InventorsFiber
Optics Featured
Story: The
Birth of Fiber Optics Fiber optics and the use of light
to communicate.
The Inventors
of Glass Fiber Optics at the US Army Signal Corp The following information was submitted
by Richard Sturzebecher, it was originally published in the Army Corp publication
"Monmouth Message."
In 1958, at the US Army Signal Corps
Labs in Fort Monmouth New Jersey, the Manager of Copper Cable and Wire
hated the signal transmission problems caused by lightening and water.

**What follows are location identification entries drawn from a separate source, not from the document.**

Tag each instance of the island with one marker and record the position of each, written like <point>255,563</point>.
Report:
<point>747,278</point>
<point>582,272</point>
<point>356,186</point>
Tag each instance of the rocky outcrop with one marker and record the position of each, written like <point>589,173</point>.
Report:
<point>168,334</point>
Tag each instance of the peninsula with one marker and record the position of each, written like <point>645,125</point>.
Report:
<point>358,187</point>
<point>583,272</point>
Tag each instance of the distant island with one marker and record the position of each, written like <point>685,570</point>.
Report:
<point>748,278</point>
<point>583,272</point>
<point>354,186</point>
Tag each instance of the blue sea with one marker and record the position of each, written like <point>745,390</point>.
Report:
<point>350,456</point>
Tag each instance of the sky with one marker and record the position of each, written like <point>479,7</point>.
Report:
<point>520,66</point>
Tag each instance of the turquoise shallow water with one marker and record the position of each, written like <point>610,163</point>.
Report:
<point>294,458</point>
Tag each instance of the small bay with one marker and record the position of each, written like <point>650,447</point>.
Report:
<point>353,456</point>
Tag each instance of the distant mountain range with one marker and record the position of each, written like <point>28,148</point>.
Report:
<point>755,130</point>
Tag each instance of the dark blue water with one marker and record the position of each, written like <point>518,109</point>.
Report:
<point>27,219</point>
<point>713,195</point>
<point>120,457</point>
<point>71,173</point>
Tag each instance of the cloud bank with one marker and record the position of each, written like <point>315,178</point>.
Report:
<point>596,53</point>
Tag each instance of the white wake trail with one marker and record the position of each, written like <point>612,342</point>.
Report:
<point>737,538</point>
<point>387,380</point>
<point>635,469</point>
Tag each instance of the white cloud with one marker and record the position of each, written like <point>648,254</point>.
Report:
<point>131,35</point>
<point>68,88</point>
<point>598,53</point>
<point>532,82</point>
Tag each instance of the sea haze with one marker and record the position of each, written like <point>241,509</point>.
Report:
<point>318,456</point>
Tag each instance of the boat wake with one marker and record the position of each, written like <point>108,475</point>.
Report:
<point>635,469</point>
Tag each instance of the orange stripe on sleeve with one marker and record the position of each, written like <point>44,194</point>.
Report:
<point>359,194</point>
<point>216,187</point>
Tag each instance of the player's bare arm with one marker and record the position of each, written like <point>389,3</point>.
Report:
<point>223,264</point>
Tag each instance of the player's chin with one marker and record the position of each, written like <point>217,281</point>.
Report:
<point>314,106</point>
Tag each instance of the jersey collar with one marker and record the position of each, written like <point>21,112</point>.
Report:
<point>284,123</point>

He encouraged the Manager of Materials Research, Sam DiVita, to find a
replacement for copper wire. Sam thought glass fiber and light signals
might work, but the engineers who worked for Sam told him a glass fiber
would break! In September 1959, Sam DiVita asked 2nd Lt. Richard Sturzebecher
if he knew how to write the formula for a glass fiber capable of transmitting
light signals. (Sam had learned that Richard, who was attending the Signal
School, had melted 3 triaxial glass systems, using SiO2, for his
1958 senior thesis at Alfred University under Dr. Harold Simpson, Professor
of Glass Technology.)
Richard knew the answer. While using
a microscope to measuring the index-of-refraction on SiO2 glasses, Richard
developed a severe headache. The 60% and 70% SiO2 glass powders under the
microscope allowed higher and higher amounts of brilliant, white light
to pass through the microscope slide into his eyes. Remembering the headache
and the brilliant white light from high SiO2 glass, Richard knew that the
formula would be ultra pure SiO2. Richard also knew that Corning made high
purity SiO2 powder, by oxidizing pure SiCl4 into SiO2. He suggested that
Sam use his power to award a Federal Contract to Corning to develop the
fiber.
Sam DiVita had already worked with
Corning research people. But he had to make the idea public, because all
research laboratories had a right to bid on a Federal contract. So, in
1961 and 1962, the idea of using high purity SiO2 for a glass fiber to
transmit light was made public information in a bid solicitation to all
research laboratories. As expected, Sam awarded the contract to the Corning
Glass Works in Corning, New York in 1962. Federal funding for glass fiber
optics at Corning was about $1,000,000 between 1963 and 1970. Signal Corps
Federal funding of many research programs on fiber optics until 1985, thereby
seeding this industry and making today's multibillion dollar industry that
eliminates copper wire in communications a reality.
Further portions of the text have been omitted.